North of Dublin lies the historic town of Boyne Valley. It has been a UNESCO World Heritage Site since 1993. In 1690, the Irish suffered a sensitive defeat in the Boyne Valley, which decided the succession to the British throne. That defeat is still the cause of triumph for Northern Irish Protestants today. Stretching 15km along the River Boyne is Europe’s largest concentration of ancient cultural monuments. Forts, monoliths and ring walls line the way. The most important are the Neolithic passage tombs at Newgrange, Knowth and Dowth. They are up to 5000 years old. At the solstice, sunbeams flood the 19 meter long corridors.
- Topschoolsintheusa: Guides to study in Ireland, including geography, climate, economy, and tourism of the country.
Windblown, the islands off the west coast tell a thousand-year history. Some islands are connected to the mainland by bridges, such as Achill and Valentia.

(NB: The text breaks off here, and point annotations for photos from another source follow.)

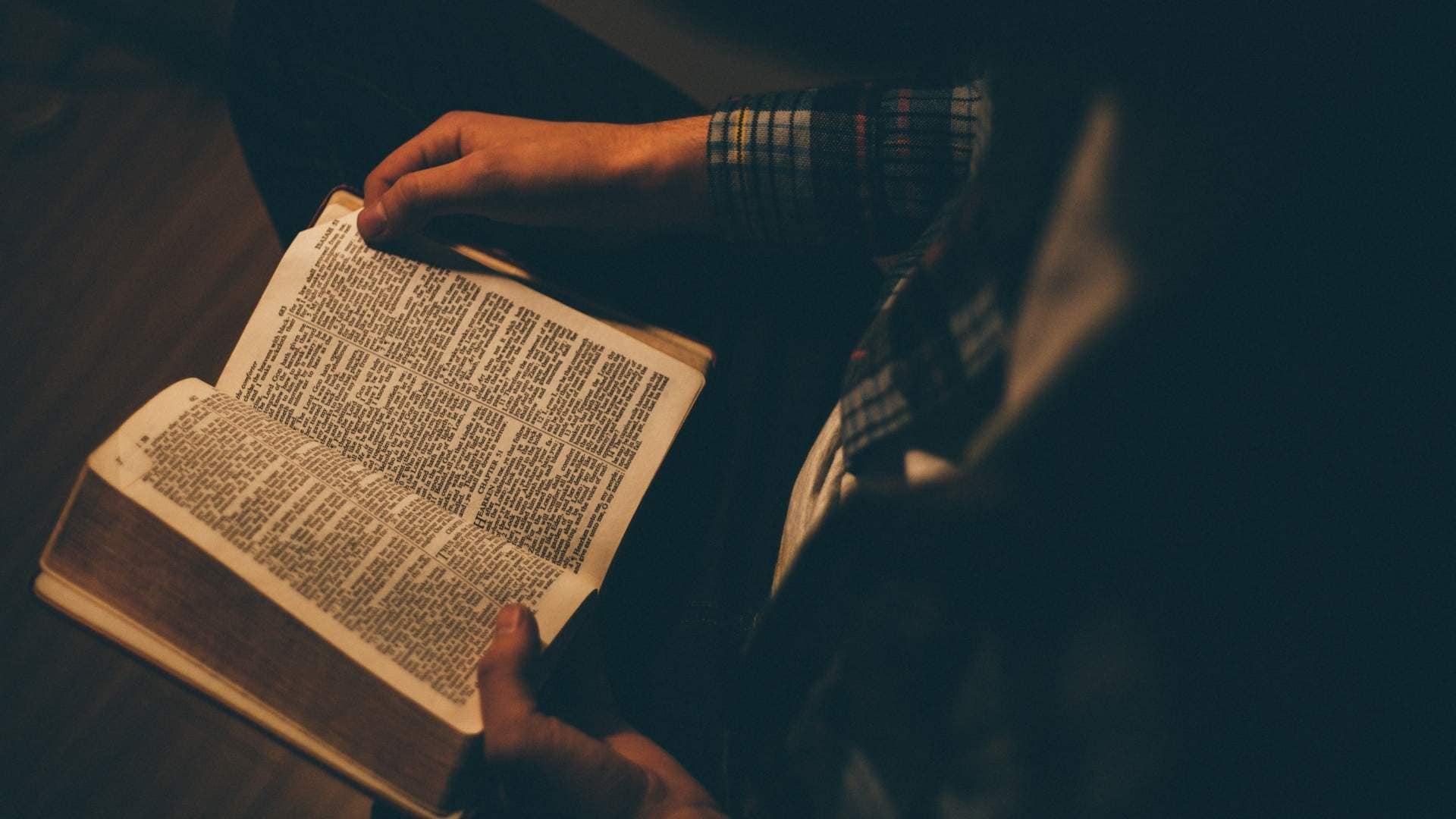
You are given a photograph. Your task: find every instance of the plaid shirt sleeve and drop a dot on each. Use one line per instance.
(864, 165)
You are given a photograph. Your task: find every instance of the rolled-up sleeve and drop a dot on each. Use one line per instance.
(862, 165)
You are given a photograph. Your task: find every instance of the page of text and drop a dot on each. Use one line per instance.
(398, 583)
(498, 404)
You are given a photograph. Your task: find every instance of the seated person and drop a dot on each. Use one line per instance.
(1030, 513)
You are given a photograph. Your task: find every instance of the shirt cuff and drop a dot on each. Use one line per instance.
(864, 165)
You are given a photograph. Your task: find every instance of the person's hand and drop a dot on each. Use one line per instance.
(548, 764)
(585, 175)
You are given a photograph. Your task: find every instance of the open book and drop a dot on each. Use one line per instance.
(398, 447)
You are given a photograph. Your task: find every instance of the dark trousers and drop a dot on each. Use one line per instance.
(322, 93)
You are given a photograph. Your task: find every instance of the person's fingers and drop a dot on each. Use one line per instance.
(545, 758)
(506, 692)
(417, 197)
(437, 145)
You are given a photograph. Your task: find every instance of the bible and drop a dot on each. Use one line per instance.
(398, 447)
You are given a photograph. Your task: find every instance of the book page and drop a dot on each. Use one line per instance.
(400, 585)
(498, 404)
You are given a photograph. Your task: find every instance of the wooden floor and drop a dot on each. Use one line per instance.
(131, 249)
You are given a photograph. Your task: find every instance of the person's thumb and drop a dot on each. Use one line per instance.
(506, 692)
(416, 199)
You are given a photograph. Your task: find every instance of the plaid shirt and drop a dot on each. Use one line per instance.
(886, 169)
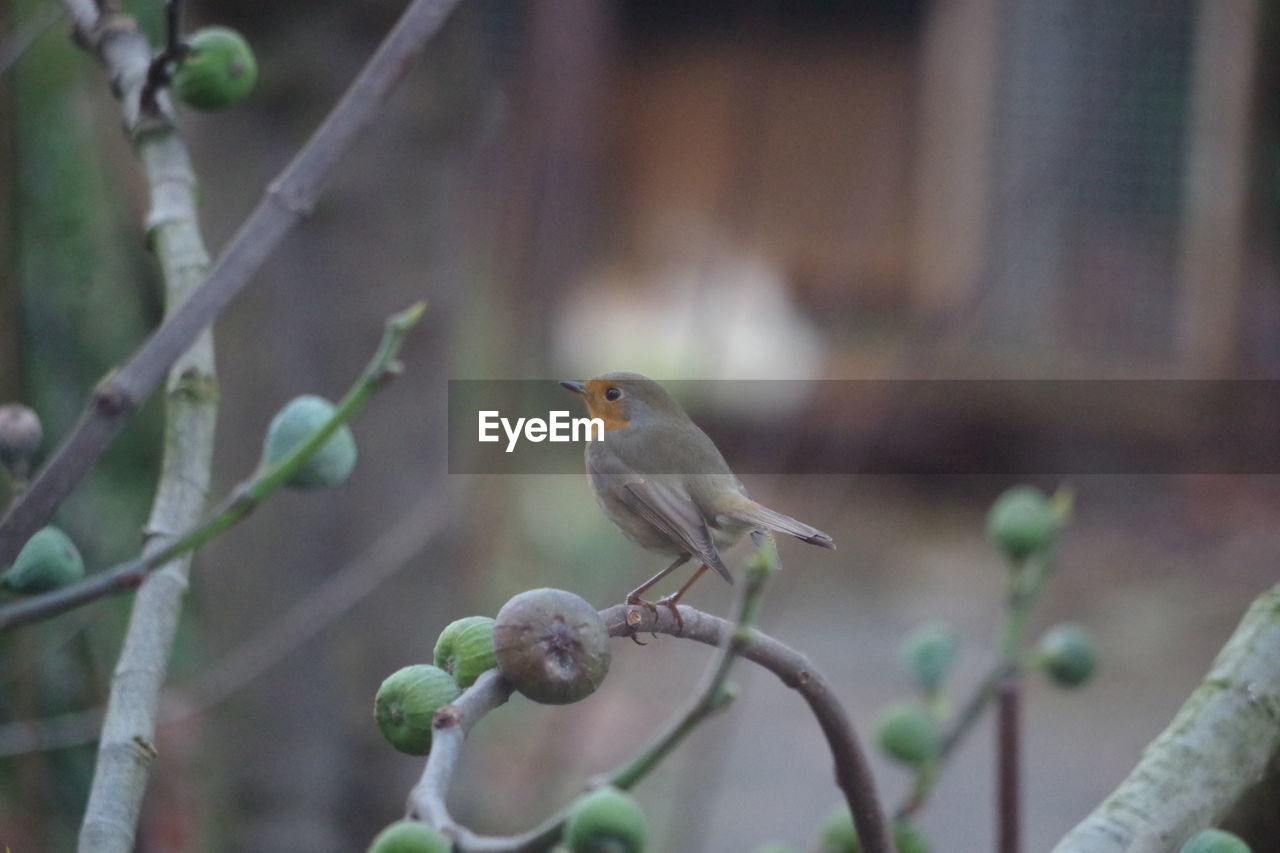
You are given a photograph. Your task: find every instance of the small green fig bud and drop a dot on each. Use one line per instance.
(552, 646)
(407, 702)
(465, 649)
(19, 436)
(839, 834)
(928, 655)
(410, 836)
(1214, 840)
(332, 464)
(1022, 521)
(216, 72)
(908, 839)
(1069, 655)
(606, 820)
(48, 561)
(908, 733)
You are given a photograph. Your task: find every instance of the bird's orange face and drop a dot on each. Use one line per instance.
(604, 400)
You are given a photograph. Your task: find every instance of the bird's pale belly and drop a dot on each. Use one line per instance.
(725, 532)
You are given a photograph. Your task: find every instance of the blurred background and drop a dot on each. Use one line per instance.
(757, 190)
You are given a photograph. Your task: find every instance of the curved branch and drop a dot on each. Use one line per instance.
(123, 51)
(1214, 751)
(792, 669)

The formerly isolated location offers characteristic dialects and traditions. Nature lovers will enjoy unspoiled landscapes and, with a bit of luck, whale watching. From the northwestern most inhabited island, Tory Island, to the southern island of Skelling, each island offers visitors a charm all of its own.
Cork, Ireland’s second largest city and European Capital of Culture in 2005, is located on Ireland’s southwest coast. The city’s landmark is St. Finbarre’s Cathedral with its 40 meter high tower. Cork gained prosperity through butter exports. The Cork Butter Museum impressively describes the history of Ireland’s traditional butter trade. A chilling sight is the Cork City Goal. This former Victorian prison is now a museum. An audio tour shows how tough the penal system was back then: Many were imprisoned for stealing bread. The nightly tours on Thursdays are not for the faint-hearted: the former prisoners haunt the old walls as ghosts and visitors have to walk past the sadistic-looking guards. Don’t worry, they’re just wax figures.
Tralee Bay Wetlands Center and Nature Reserve
The Tralee Bay Wetlands Center and Nature Reserve covers an area of approximately 2500 hectares and is located near the town of Tralee on the south west coast. Here activities are combined with nature experiences. Visitors can take a guided boat safari through reed and freshwater canals, or take a tour of a jetty through swamp and reeds. The microcosm of insects and plants is experienced up close. The Wetland Center opened in 2012 and offers exhibitions and a 20 meter high observation tower.
Ireland has over 80 blue flag beaches. To the southwest is Garrylucas, a sandy beach with partial swells. In North West Donegal, Carrickfinn Beach near the town of Annagary is popular. The Irish chose Inch Beach on the Kerry Peninsula as the most beautiful sandy beach. More information about water quality, among other things, can be found at www.blueflag.org and in the current report by the European Environment Agency (EEA) on the water quality of European bodies of water.
Golf and fishing
Lush green meadows invite every golfer to practice the Irish national sport on one of the numerous and good golf courses in the country. Particularly beautiful golf courses are the Druids Glen in Wicklow, which is situated in a gorge, or the Portmarnocks Links in Dublin, designed by Bernhard Langer. Three of the best courses in the world can be found in Tralee, Waterville and Ballybunion. The huge water world with its rivers, lakes and coasts offers anglers the best conditions. Whether pike, salmon or deep-sea fishing, you can rarely enjoy nature as undisturbed as in Ireland. Visit www.angelninirland.info for more information.
Ireland is known for agricultural produce such as meat, bacon, poultry and dairy. Salmon, trout, lobster, crab, oysters (served with Guinness and whole wheat bread), mussels and periwinkles are all caught in the sea, rivers and lakes. The local dishes are mainly served in the restaurants of the rural areas, e.g. B. Corned beef and carrots, cooked bacon and cabbage or Irish stew, a one-pot meal. Crubeen (pork knuckle), Colcannon (potatoes and cabbage), Soda Bread (brown bread) and Carrage also frequently dish up a meal of sandwiches, cakes and pastries. Drinks: Pubs are called bar, lounge or pub. Table service is unusual, you get food and drinks at the counter. Spirits are generously served. Irish coffee is a popular drink (hot coffee, brown sugar, whiskey and cream). Almost all drinks are imported, but Irish whiskey (with an ‘e’ in Ireland) and stout (dark, strong beer) are world-renowned Irish products. Irish whiskey that has matured in wooden casks for at least seven years has a very special, mild taste. Jamesons, John Powers Gold Label, Paddy, Tullamore Dew, Old Bushmills, Middleton, Reserve and Hewitts are the most well-known brands. Guinness, the most famous stout and one of the most drunk beers in the world, and Murphy’s are available almost everywhere. Stout is available either on tap or in bottles. Light ales such as Smithwick’s or Harp Lager are also available. Liqueurs like Irish Mist and Bailey’s are made with whiskey.